# Construct a custom Environment for Financial Trading

Some examples on the market
* [custom env example](https://colab.research.google.com/github/araffin/rl-tutorial-jnrr19/blob/sb3/5_custom_gym_env.ipynb#scrollTo=RqxatIwPOXe_)
* [StockTradingEnv by Adam King](https://github.com/notadamking/Stock-Trading-Environment)
* [FinRL](https://github.com/AI4Finance-Foundation/FinRL)

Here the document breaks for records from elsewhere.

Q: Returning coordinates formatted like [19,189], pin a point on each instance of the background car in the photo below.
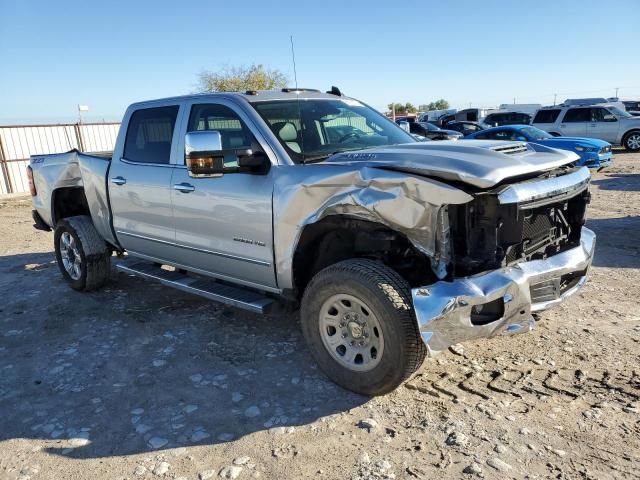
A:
[466,128]
[432,132]
[593,153]
[606,122]
[498,119]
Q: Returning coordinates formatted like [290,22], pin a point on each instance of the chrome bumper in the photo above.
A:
[444,309]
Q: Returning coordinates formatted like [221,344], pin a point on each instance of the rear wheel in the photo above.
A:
[631,141]
[84,258]
[357,318]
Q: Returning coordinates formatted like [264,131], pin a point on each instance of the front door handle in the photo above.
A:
[184,187]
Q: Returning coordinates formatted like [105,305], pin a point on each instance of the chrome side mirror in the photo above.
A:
[203,153]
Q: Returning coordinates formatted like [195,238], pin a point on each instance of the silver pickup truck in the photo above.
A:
[393,249]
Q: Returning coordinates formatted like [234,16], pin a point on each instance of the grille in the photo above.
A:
[488,235]
[545,230]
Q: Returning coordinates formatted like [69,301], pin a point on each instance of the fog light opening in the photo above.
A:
[485,313]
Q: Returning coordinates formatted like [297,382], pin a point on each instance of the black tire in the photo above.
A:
[95,254]
[388,296]
[629,138]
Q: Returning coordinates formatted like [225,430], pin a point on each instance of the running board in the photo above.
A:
[202,286]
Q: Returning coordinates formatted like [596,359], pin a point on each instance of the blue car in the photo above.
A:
[593,153]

Target is to construct a custom Env for pair trading

This env restrict the behaviour of RL learner to pair trading only

In [48]:
import os
import numpy as np
import gymnasium as gym
from gymnasium import spaces
from datetime import date
from sklearn.model_selection import train_test_split
import statsmodels.api as sm
from stable_baselines3.common.vec_env import DummyVecEnv

from utils.read2df import read2df

os.makedirs("result/rl-restrict", exist_ok=True)
strategy_txt = f"result/rl-restrict/strategy.txt"
os.remove(strategy_txt) if os.path.exists(strategy_txt) else None

Define data parameters

In [49]:
symbols = ['BTCUSDT', 'ETHUSDT', 'LTCUSDT', 'XMRUSDT', 'BNBUSDT', 'ADAUSDT', 'DOGEUSDT', 'SOLUSDT', 'TRXUSDT']

start_date = '2022-01-01'
trade_date = '2023-01-01'

# freqs = {'1h':60, '2h':120, '4h':240, '6h':360, '8h':480, '12h':720, '1d':1440}
freqs = {'3m':3, '5m':5, '15m':15, '30m':30}

Download data from `binance-public-data`

In [50]:
%%capture
if symbols is None:
    !python binance-public-data/python/download-kline.py -i {" ".join(list(freqs.keys()))} -startDate {start_date} -t spot -skip-daily 1
else:
    !python binance-public-data/python/download-kline.py -s {" ".join(symbols)} -i {" ".join(list(freqs.keys()))} -startDate {start_date} -t spot -skip-daily 1

In [51]:
# dfs = read2df(symbols, freqs)
dfs = read2df(symbols, freqs)

df0 = dfs[0][dfs[0]['tic']=='BTCUSDT'].reset_index(drop=True)
df1 = dfs[0][dfs[0]['tic']=='ETHUSDT'].reset_index(drop=True)

Set data before `trade_data` as training data, after `trade_data` is trade_data

In [52]:
train0 = df0[df0['datetime'] < trade_date]
train1 = df1[df1['datetime'] < trade_date]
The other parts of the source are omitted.